ミッドワイフ(midwife)をご存知ですか。「mid」は「with」と同じ意味で,「wife」は女性を表します。妊娠やお産、授乳、育児、女性の健康を支援する助産師を英語でミッドワイフと言います。助産師は病院や診療所だけでなく地域でも女性や家族に寄り添い生涯にわたる女性の健康を支えています。助産師が近くにいないか探して活用してください。

 さて私は、現在佐賀大学で助産師教育を担当しています。助産師養成を始めて早18年、臨床での指導を加えると30年超となりました。教員としてうれしいことは、助産師学生が出産や育児に関わらせていただいた母親やお子さんに偶然出会うことです。「学生の〇〇さんは元気ですか。こんなに大きくなりました。お産のときにずっとそばにいてくれたのが心強かったです」とお礼を言われます。また「スキンケア教室や祖父母教室に参加してよかった。今度は何をしますか。決まったら教えてください」と言われることもあります。さらに「妊娠しました。〇月に分娩(べん)予定だからお産についてもらえませんか。家庭訪問をしてもらえますか。ベビーシッターはできますか」などたくさん声をかけられます。

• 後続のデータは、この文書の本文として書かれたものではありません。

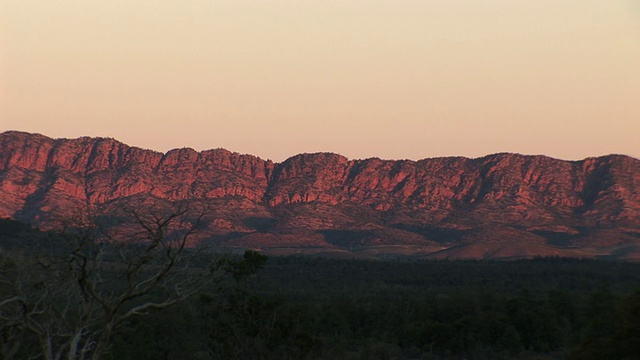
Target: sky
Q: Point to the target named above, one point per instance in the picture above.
(401, 79)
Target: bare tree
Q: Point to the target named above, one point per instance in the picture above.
(72, 298)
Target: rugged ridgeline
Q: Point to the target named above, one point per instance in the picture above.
(498, 206)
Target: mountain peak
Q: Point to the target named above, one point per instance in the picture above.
(329, 201)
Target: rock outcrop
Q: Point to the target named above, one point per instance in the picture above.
(326, 200)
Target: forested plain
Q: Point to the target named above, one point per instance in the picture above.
(322, 308)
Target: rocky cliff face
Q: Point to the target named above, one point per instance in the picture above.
(327, 201)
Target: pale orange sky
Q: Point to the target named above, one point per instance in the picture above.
(392, 79)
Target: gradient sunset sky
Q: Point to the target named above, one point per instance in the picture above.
(392, 79)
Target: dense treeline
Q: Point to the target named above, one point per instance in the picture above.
(320, 308)
(300, 308)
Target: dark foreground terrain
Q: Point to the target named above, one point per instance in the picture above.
(322, 308)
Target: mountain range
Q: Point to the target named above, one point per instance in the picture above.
(500, 206)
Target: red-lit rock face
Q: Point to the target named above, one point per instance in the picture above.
(42, 179)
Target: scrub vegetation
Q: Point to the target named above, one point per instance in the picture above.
(67, 296)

 教員や臨床指導者からみたら頼りない助産師のたまごたちも、妊娠・出産・育児をする母親を助ける役割(ドゥーラ)を果たせているようです。ドゥーラがそばにいることで分娩時間が短縮する、産婦の満足度があがる、母乳育児率が増加するなどの効果が報告されています。

 佐賀県では、佐賀大学医学部看護学科、佐賀県立総合看護学院、アカデミー看護専門学校で助産師養成が行われています。佐賀大学では現在、4名の学生が3つの施設に分かれて実習しています。24時間待ったなしのお産、一番つらく、苦しいのは産婦さん、心配なのはご家族、そのとなりに一生懸命寄り添うミッドワイフのたまごたち、応援しています。